The entire family panicked, Nadia did not. “It’s alright Father, I’m sure you didn’t see the table, I’ll get out of your way now.”. She left the room immediately. Father understood his mistake and started weeping in regret. Mother didn’t know whether to console the father or her child, so she grabbed the phone to call her elder sister who she often took advice from, even though she hadn’t visited home in over 4 years. “
Things were back to normal in the house the next morning, but something inside Nadia had changed. She had become still, indifferent. Teachers were worried about her behaviour, they couldn’t figure out what had happened to the once curious girl. The teachers discussed her in the staff room, but no one thought of telling her parents. They all treated it as a phase of adolescence that would pass.
Four weeks had passed since the incident, Nadia and Swathi were both doing great academically, but Nadia had been skipping football practices of late. Father’s apology didn’t last long, he returned to believing that hitting was the only way to discipline his teenage girls. Mother didn’t dare to go against father.
One evening, when Swathi came back from practice, determined to talk to her sister about her skipping important sessions, she saw something that no sister should ever have to see! Nadia had hung herself! Her head bowed down in shame, the same head that held high against all odds in the past had now given up!
The next few hours were nothing less than a tornado. The sound of ambulance beeping, parents howling, neighbours hushing amongst themselves. Suicide is a scandal in society, especially when not dealt with properly.
Nadia died on her way to the hospital. No one could save her, neither her sister nor her teachers who always “meant to” talk to the parents. The neighbour’s son said he had once seen Nadia attempt a step from the Blue Whale game when he had come to return a bowl, and that one sentence made the newspaper headlines the following morning,
“Another teenager falls prey to Blue Whale, loses life!”
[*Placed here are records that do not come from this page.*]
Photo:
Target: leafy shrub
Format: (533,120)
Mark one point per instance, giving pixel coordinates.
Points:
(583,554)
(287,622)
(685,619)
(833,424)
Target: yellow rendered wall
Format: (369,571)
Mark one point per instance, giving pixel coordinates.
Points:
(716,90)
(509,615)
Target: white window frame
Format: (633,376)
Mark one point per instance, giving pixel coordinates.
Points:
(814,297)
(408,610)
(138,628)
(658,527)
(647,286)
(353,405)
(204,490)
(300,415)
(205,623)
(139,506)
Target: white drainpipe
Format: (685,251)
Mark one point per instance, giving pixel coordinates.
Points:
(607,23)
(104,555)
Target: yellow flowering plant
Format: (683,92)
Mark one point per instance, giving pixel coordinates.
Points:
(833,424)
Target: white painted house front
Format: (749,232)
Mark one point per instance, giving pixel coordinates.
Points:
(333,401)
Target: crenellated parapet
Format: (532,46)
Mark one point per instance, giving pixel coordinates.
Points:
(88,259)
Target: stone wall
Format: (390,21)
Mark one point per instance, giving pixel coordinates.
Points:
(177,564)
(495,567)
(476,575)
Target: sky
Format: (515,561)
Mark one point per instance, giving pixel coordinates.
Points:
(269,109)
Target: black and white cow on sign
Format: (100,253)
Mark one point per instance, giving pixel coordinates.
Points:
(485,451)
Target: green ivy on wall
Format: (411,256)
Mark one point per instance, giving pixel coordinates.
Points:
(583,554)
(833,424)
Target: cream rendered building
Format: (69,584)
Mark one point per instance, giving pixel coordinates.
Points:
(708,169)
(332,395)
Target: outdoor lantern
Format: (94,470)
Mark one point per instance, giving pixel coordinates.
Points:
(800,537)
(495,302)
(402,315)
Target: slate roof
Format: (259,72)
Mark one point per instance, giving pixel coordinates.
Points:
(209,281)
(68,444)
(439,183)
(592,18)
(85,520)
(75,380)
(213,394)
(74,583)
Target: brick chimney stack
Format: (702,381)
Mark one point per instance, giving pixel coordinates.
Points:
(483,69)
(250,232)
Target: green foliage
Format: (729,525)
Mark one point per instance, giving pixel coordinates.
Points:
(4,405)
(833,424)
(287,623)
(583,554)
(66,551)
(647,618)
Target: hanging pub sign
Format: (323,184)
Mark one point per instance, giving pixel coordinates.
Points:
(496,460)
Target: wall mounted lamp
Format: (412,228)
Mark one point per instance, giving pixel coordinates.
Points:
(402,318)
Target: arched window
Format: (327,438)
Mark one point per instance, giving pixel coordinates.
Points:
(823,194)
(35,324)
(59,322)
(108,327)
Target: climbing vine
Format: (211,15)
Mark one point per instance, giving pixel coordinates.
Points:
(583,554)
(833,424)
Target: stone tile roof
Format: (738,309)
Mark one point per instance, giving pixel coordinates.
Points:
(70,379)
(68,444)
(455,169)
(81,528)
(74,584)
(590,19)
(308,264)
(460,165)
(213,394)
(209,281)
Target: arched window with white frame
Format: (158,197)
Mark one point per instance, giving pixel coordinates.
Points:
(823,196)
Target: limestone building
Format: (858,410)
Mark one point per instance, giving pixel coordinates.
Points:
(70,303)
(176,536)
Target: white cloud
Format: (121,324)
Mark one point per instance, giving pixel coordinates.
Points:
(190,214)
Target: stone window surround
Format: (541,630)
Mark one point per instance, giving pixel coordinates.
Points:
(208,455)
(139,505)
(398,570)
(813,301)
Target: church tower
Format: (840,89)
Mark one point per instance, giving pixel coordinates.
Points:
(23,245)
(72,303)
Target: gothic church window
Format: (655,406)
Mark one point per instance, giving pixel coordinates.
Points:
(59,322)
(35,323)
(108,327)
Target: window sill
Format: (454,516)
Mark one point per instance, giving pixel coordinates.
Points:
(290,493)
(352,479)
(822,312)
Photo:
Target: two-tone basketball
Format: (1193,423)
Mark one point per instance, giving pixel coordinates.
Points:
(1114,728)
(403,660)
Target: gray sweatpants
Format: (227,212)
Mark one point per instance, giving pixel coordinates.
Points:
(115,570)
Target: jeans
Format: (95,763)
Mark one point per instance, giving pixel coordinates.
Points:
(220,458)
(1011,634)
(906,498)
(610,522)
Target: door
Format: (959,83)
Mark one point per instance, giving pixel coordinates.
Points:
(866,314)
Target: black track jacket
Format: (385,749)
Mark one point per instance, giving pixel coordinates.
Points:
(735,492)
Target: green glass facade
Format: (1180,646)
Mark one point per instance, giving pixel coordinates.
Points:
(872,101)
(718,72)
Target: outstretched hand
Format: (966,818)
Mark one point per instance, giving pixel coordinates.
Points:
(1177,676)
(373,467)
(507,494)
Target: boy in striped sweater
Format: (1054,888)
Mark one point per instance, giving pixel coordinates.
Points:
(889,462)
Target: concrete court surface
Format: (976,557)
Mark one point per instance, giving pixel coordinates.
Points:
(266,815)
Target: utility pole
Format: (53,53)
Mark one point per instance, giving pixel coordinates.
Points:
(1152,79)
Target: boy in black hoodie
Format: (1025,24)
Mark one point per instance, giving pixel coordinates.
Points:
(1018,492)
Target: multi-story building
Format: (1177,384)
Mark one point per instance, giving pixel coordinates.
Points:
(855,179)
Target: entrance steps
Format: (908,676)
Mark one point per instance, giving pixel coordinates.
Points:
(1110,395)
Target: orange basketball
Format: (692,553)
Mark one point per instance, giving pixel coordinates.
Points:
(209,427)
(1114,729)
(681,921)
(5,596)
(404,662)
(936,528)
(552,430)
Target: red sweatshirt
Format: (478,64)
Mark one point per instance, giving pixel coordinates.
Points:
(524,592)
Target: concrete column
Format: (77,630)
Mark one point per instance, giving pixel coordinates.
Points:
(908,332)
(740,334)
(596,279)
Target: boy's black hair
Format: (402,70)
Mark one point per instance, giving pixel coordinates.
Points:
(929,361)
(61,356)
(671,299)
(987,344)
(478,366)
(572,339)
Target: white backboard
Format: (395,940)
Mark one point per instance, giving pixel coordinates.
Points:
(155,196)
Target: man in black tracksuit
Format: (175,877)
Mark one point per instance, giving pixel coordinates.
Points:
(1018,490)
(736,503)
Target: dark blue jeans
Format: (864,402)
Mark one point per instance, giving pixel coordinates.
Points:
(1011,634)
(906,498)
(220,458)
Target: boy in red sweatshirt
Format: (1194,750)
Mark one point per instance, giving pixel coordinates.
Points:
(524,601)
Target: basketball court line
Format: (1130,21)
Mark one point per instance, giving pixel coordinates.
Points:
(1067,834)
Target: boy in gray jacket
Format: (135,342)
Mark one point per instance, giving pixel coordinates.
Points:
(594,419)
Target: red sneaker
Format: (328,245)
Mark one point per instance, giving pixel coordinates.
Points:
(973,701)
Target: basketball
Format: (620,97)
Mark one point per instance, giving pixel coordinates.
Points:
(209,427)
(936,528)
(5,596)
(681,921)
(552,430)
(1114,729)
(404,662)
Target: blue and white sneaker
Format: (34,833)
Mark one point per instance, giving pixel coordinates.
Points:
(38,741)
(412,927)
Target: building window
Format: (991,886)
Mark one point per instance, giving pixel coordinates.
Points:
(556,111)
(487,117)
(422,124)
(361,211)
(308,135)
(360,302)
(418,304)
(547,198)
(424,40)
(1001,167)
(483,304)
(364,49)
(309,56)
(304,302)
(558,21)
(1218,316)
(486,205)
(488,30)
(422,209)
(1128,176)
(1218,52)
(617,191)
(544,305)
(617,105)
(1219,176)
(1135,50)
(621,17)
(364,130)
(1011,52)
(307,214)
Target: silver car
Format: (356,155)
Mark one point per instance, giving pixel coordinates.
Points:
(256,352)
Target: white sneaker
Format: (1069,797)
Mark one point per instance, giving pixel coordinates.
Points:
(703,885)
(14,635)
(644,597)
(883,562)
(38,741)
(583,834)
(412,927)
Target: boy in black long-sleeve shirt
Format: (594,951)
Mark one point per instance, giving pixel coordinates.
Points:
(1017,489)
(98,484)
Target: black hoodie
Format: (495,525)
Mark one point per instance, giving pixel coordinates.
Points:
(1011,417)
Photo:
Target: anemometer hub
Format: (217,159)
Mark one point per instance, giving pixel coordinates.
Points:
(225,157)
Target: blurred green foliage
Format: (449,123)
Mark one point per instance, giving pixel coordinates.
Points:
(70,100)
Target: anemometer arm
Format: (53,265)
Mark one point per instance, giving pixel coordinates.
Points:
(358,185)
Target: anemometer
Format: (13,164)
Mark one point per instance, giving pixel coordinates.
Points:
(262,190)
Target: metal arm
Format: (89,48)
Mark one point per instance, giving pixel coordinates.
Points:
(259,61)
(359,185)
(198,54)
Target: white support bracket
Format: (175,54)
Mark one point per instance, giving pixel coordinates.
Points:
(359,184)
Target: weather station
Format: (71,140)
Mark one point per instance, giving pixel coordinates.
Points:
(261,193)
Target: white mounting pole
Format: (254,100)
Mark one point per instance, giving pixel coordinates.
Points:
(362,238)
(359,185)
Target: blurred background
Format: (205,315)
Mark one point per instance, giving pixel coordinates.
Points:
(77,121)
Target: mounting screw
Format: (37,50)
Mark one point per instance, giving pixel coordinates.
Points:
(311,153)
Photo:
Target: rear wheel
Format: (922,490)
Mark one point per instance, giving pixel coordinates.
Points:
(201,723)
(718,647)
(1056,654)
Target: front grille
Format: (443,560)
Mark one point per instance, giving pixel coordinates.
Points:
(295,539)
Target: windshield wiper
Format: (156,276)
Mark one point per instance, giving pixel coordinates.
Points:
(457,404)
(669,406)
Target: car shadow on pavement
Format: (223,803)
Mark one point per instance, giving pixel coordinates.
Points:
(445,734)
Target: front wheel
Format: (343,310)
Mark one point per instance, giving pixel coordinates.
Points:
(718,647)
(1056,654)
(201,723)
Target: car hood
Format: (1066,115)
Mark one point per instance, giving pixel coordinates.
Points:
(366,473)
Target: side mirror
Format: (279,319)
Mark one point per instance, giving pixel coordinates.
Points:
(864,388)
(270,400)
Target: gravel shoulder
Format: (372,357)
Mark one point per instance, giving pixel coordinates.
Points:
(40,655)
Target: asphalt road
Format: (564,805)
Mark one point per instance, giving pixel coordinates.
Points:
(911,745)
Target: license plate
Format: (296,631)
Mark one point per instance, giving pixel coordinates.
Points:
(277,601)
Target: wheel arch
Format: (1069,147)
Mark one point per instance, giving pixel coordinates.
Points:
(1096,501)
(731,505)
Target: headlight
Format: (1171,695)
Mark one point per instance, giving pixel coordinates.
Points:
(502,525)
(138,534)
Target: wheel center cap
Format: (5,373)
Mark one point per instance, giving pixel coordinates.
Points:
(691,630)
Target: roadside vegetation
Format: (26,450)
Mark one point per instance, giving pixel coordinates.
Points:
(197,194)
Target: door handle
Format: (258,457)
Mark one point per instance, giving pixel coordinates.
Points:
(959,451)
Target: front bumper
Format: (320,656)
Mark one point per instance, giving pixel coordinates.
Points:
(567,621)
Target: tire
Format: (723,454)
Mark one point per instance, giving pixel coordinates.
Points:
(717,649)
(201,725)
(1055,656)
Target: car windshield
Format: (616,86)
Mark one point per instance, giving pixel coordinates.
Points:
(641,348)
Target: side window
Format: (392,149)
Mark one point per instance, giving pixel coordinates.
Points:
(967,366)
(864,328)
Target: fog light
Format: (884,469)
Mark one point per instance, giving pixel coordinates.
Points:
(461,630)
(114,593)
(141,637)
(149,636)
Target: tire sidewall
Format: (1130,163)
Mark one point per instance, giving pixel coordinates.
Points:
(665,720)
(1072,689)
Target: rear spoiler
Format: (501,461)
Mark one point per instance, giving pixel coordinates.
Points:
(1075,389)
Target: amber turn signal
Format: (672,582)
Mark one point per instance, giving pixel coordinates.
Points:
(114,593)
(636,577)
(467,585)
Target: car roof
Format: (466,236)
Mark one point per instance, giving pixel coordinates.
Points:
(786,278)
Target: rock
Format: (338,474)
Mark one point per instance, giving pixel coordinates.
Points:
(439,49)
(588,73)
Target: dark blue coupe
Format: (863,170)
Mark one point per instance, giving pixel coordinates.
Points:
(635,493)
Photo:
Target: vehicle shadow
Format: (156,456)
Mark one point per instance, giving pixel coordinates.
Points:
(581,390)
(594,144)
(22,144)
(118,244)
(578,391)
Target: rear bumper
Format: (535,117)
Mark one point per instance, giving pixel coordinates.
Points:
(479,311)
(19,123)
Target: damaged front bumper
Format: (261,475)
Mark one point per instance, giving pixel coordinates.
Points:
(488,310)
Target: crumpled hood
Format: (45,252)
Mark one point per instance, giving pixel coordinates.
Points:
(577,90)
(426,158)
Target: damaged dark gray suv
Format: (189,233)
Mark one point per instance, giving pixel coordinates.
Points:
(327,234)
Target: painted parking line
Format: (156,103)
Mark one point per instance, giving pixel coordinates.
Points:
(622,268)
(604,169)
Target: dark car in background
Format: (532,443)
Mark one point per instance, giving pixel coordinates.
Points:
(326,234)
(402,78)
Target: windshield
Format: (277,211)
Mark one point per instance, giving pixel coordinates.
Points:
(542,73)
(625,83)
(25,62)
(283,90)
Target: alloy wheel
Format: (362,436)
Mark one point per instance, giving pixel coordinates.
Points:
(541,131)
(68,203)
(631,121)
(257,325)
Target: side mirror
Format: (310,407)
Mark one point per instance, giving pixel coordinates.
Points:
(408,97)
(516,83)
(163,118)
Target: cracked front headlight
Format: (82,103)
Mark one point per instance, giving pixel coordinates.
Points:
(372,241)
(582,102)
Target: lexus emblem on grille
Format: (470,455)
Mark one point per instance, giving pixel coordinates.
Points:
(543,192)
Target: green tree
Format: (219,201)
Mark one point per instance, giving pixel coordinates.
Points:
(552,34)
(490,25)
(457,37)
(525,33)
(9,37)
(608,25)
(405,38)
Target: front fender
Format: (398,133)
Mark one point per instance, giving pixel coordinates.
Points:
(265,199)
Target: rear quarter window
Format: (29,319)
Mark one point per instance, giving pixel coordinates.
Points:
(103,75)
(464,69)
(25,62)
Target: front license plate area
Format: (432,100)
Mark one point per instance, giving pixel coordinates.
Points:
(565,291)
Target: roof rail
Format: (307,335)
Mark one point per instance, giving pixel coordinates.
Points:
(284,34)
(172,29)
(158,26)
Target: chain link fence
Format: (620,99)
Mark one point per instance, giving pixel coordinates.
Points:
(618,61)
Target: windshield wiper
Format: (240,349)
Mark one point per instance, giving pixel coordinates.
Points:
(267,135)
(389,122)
It was never proved if the game really took her life, there was no proof of her ever playing the game as well, but something did go unnoticed- Nadia’s depression. Her constant suppression of her questions, the humiliation from father and inability to settle in with friends. But it was just easy to blame it on an untraceable game and close the case.
We couldn’t save Nadia, but there are millions of others that we can! I want to pass this message to all the parents of students, the teachers and my friends, that PLEASE LISTEN! Pay attention to your child, your student, your friend, because life could get tough, and we all could use a little help getting by.
Hitting is not the solution to all problems, sometimes a small discussion could help! I would also like to tell my friends here that let’s not follow the society blindly and give so much importance to a game that doesn’t even deserve our attention.